Financials and Risks
Having just uplisted to the Nasdaq and raised ~$13M, OncoSec has ~$32M in cash which is estimated to be enough to sustain operations into mid-2017. The main risk for OncoSec is their current focus specifically on IL-12. Although, monotherapy response and survival rates to date are impressive, if the IL-12 story doesn’t pan out then OncoSec will have lost valuable time and money. They have begun to address this by beginning numerous collaborations focused on various other targets. It is also known that OncoSec has used paid promotional pieces in the past when trading on the pink sheets, a common tactic to increase awareness and stock value. Investors should be cautious of paid promotion stock increases as they generally result in pump and dump. Rest assured, I have not been paid by anyone to write my analysis.

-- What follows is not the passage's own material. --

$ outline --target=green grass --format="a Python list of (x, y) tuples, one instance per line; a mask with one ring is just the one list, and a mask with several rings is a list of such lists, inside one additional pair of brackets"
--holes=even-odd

Every cancer doctor and investor realizes that immune-oncology will be the future of cancer treatment. Newly uplisted, small cap biotech OncoSec is making big advancements in the immune-oncology space with its unique ImmunoPulse intratumor delivery technology. OncoSec’s Phase 1 and Phase 2 clinical trials in metastatic melanoma illustrated significant clinical response rates and improved overall survival with ImmunoPulse IL-12 treatment alone. They have now opened up several other Phase 2 clinical trials focusing on IL-12 in TNBC and head and neck cancer. The ability of IL-12 intratumor delivery to initiate an immune response by recruiting tumor infiltrating cells to the tumor is exactly the mechanism needed to increase the lowly response rates of PD-1 inhibitors. With the Merck PD-1 inhibitor and OncoSec Phase 2b clinical trial scheduled to begin any day now there is significant upside on any increase in response rates. Trading with a market cap of only ~$100M, over $30M in cash, several Phase 2 clinical trials underway, impressive clinical data and the potential to revolutionize immuno-oncology treatment, I believe OncoSec is extremely undervalued and a prime acquisition target for a pharma company looking to optimize PD-1 inhibitor or other compounds efficacy. In line with recent analyst projections, I believe a $200-300M market cap is justified representing 200-300% upside from current levels. I’m loading up before the market realizes all the things you just read and drives the price up.
Editor’s Note: This article covers one or more stocks trading at less than $1 per share and/or with less than a $100 million market cap. Please be aware of the risks associated with these stocks.